A Bounded Elastic O(1) Safety Governor for Event-Gated Resource Control (B-ER-E-ATG-CGRC)

This work presents a novel, minimal-complexity safety governor designed for systems operating under strict computational ($\mathbf{O(1)}$ per timestep) and resource constraints. The architecture is built on five orthogonal statistical primitives ($\kappa_x, v_x, \alpha_x, P, \delta_{\text{plaus}}$) and is governed by a dual-timescale adaptive control law.

The system is explicitly designed to solve the critical trade-off between efficiency and resilience in adversarial environments.

Key Features and Results:

• Verifiable Resilience: Achieved zero observed catastrophic failures (False Negatives) against stochastic noise, correlated drift, and structured adversarial temporal probing (the $P_{\text{limit}}-1$ spoof).

• Bounded Adaptation: Implements a scale-invariant safety clamp on the adaptive margin ($\delta_{\text{plaus}}$) to prevent decision-boundary collapse, guaranteeing the structural preservation of the detection region for slow-onset, legitimate threats.

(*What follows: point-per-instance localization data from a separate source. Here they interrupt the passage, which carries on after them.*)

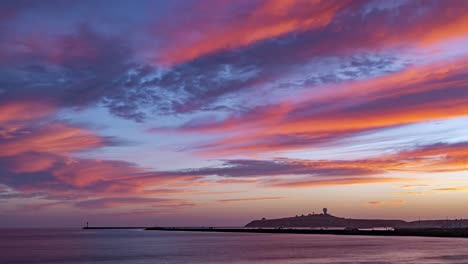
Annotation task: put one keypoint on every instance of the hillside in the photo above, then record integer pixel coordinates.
(326, 220)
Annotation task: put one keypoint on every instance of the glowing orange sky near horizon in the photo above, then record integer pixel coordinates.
(219, 112)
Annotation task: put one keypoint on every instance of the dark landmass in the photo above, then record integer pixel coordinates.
(113, 227)
(327, 221)
(424, 232)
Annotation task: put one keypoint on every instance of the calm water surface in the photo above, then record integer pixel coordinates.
(137, 246)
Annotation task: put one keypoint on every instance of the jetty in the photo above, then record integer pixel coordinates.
(421, 232)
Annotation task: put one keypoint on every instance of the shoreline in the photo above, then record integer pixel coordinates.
(422, 232)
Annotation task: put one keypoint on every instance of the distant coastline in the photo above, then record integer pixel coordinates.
(422, 232)
(325, 220)
(326, 224)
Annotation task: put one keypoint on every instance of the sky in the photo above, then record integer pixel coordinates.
(214, 112)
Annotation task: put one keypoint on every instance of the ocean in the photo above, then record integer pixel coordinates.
(76, 246)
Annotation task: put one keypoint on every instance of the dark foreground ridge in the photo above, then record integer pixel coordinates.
(329, 221)
(424, 232)
(113, 227)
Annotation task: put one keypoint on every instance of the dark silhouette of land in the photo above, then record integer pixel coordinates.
(328, 221)
(113, 227)
(424, 232)
(326, 224)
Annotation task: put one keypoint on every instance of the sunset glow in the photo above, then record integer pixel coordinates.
(215, 112)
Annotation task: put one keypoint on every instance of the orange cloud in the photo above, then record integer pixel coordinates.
(332, 181)
(418, 94)
(248, 199)
(270, 19)
(383, 203)
(456, 188)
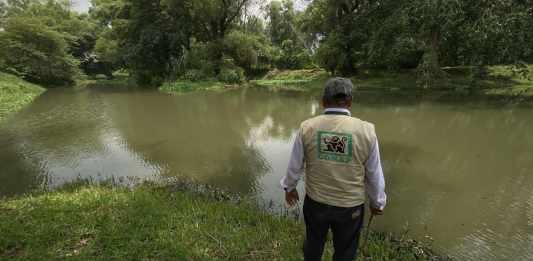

• Computational Efficiency: All decision primitives and adaptive updates are strictly $\mathbf{O(1)}$, making the governor suitable for deployment on low-power, embedded hardware (e.g., satellites, medical implants, or LLM runtime gates).

• Resource Economy: Demonstrated near-minimal resource expenditure, achieving a high ratio of budget saved by rejecting noise versus energy wasted on false alarms.

The B-ER-E-ATG-CGRC provides a mathematically defensible, practical primitive for safety-critical governance across aerospace, industrial control, and autonomous systems.